In the morning, Dann Gunn from Viatec in Victoria, BC, took to the stage to talk about his guiding principles when building a supportive community and an environment that builds great new businesses.

  1. Think like a startup: Be agile, creative and lithe. Dan recommends that you read 'Startup Communities' by Brad Feld
  2. Engage the willing: Speak to those people willing to think about and believe in your idea. The key is to pick the best idea you have and make it happen
  3. Say "yes": Start saying yes first to opportunities and work backwards to qualify that they are worth sticking with. Head to gatherings that also change your perspectives, like SXSW in Austin and Burning Man in Black Rock City.
  4. Be magnanimous: Be generous and forgiving. You need to develop a level of compassion and understanding. Changing the world is tough and everyone needs a little love once in a while.
  5. Be candid: Be open and transparent about what you think of ideas. Be honest and you will become a trusted friend and advisor to many.
  6. Focus on impact: Do things that get spoken about and used (a lot).
  7. Get out of town: Don't be afraid to be mobile. The world is a large place, seek out the opportunities.

They are bold and confident and, as he says, "I live on an island. There is no bridge to burn" (definitely sounds like someone from "the island').

From Viatec to one of Canada's strongest and most trusted brands, BeyondTheRack. Yona Shtern shared his amazing story about evolving business plans, breaking the bank,, trips to Zurich, pivoting and taking big chances to get where his company is today. The company was founded in 2009 and has over ten million members so he is more than qualified to impart some wisdom on us. He provided us with four key principles that he (and his company) employs in their day-to-day operations:

  1. Always solve the equation: Understand the underlying business model, variables within it and the equation that you must solve. He talked about building the business model one assumption at a time and focusing on ROI.
  2. Test everything: Leverage the data in your business. Make data science and fast decisions central to your business to enable a culture of hypothesizing and testing to optimize the business (we sure know about that at
  3. Embrace failure: We've heard the mantra of fail fast, fail often in the startup world.
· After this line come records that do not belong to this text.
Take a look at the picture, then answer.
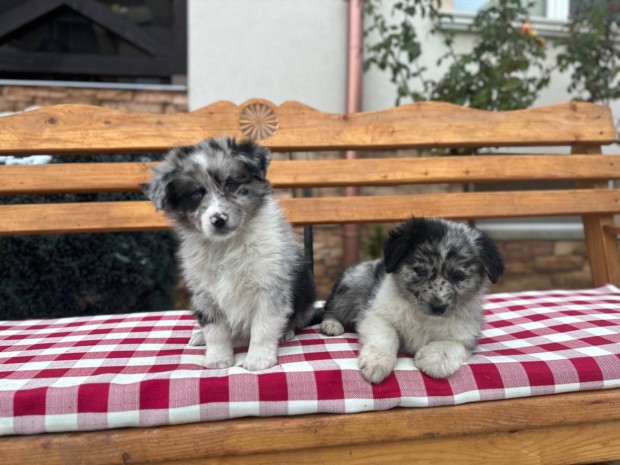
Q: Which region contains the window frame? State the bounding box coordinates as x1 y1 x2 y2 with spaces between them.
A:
441 0 570 37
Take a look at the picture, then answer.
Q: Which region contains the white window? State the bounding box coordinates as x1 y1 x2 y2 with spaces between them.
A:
441 0 579 37
445 0 577 21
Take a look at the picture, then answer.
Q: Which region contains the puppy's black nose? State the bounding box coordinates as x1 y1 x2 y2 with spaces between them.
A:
211 213 228 228
430 302 448 315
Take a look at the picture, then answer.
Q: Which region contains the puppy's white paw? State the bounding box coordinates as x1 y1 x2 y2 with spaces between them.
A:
205 360 235 369
358 347 396 383
321 318 344 336
205 350 235 368
241 351 278 371
189 331 205 346
414 342 464 379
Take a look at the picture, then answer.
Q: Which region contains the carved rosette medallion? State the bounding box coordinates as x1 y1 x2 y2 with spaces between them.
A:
239 102 280 141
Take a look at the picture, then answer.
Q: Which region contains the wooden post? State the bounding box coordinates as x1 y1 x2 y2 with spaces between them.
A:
571 145 620 286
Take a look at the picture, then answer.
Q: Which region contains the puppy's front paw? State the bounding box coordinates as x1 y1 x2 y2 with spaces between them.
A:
321 318 344 336
189 331 205 346
205 351 235 368
241 351 278 371
414 342 465 379
358 347 396 383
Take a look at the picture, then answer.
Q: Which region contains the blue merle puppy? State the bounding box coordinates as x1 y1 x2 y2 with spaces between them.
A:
321 218 504 383
146 137 315 371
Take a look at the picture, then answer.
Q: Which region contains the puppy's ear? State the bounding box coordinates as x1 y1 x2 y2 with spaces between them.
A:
383 226 410 273
232 139 271 181
141 159 175 210
476 231 504 284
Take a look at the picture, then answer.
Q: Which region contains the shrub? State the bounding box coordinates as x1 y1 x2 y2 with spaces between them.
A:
0 155 177 319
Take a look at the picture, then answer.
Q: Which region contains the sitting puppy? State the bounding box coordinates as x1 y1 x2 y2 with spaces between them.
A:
321 218 504 383
145 137 315 371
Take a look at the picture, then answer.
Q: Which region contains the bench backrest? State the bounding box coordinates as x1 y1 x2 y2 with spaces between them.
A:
0 100 620 284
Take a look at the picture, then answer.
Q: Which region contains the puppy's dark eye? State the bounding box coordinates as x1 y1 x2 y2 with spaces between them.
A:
224 179 239 194
189 189 205 202
413 266 428 278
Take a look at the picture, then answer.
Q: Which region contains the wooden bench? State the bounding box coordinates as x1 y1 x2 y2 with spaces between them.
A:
0 100 620 464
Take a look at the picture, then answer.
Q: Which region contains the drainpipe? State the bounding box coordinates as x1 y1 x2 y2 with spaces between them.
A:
343 0 364 267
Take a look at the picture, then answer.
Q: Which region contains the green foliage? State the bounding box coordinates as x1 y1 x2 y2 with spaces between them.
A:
364 0 446 105
557 0 620 103
366 0 550 110
0 155 177 319
431 0 550 110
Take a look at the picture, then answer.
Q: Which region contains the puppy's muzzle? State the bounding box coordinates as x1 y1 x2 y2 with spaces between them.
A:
429 300 448 315
210 213 228 229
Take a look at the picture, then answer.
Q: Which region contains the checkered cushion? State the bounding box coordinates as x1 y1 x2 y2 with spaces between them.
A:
0 286 620 435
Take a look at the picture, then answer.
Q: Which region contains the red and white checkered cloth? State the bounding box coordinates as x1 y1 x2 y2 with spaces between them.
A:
0 286 620 435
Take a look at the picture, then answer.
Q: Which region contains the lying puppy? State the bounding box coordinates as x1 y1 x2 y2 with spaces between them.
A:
146 137 315 371
321 218 504 383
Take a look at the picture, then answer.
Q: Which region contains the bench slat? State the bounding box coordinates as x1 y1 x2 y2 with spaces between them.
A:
0 100 617 155
2 389 620 465
0 189 620 235
0 155 620 194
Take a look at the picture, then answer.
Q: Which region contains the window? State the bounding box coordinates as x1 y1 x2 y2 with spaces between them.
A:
0 0 187 84
446 0 577 21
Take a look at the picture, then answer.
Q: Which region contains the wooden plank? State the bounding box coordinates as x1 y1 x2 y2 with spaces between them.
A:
0 155 620 194
0 389 620 465
603 224 620 236
572 145 620 286
0 100 616 154
156 422 620 465
0 189 620 235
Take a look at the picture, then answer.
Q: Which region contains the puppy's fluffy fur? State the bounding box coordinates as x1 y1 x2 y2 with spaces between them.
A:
321 218 504 383
146 137 315 371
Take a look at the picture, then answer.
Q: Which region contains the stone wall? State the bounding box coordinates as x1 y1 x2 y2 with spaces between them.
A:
0 86 591 308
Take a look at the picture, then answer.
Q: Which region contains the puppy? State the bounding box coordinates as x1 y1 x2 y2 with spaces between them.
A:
145 137 315 371
321 218 504 383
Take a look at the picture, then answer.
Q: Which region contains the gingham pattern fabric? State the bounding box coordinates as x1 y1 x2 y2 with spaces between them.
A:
0 286 620 435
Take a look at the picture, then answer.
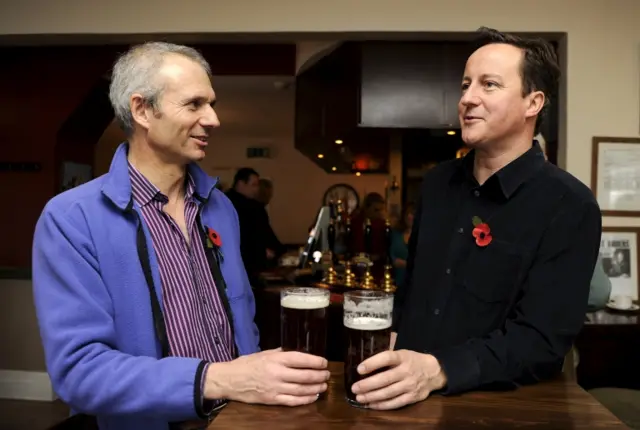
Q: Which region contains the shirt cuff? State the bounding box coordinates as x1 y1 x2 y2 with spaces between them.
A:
193 361 215 419
431 345 480 395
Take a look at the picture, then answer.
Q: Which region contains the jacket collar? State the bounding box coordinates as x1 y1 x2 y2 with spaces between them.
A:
102 142 218 211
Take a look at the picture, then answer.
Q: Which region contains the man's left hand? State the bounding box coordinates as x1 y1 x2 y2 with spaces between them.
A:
352 350 447 410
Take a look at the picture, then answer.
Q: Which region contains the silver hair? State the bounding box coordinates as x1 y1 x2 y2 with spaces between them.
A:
109 42 211 136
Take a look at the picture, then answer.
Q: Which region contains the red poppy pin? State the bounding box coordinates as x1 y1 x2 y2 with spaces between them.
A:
472 216 493 247
207 227 224 261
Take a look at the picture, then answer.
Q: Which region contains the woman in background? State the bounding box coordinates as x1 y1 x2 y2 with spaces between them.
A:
389 203 415 286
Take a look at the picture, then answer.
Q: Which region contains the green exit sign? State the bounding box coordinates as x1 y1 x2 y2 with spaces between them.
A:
247 148 271 158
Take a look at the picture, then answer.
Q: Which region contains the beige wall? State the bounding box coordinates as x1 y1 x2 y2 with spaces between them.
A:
0 0 640 376
0 279 45 372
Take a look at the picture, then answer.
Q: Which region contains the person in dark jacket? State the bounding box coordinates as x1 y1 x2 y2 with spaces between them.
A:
226 167 268 288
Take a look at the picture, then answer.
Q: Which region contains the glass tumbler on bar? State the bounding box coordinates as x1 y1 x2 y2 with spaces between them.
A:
343 291 393 407
280 287 330 357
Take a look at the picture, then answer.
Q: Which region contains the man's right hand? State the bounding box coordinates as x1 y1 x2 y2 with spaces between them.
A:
204 349 330 406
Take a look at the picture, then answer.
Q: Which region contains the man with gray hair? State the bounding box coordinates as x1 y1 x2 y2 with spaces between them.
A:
33 43 329 430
It still stands true. Don't be afraid to fail and fail again. This builds resilience.
  4. Persistence: this is the key, from marketing to logistics to fundraising to any part of the business. Build stamina and keep going for as long as you can.

There is so much that can be shared from this day. New insights, relationships and governmental involvement were three of the benefits. I think that Victoria Lennox, Co-founder and CEO of StartUp Canada, and organizer of the event said it very well:

We can be the best country in the world to start and grow a company

Seems obvious, however it is still tough to do. The day was great for connections and finding out the stories but overall there was an agenda. To build a partnership with the Canadian government to help create success in new Canadian business. We'll be watching them carefully to see if there is commitment, traction and momentum.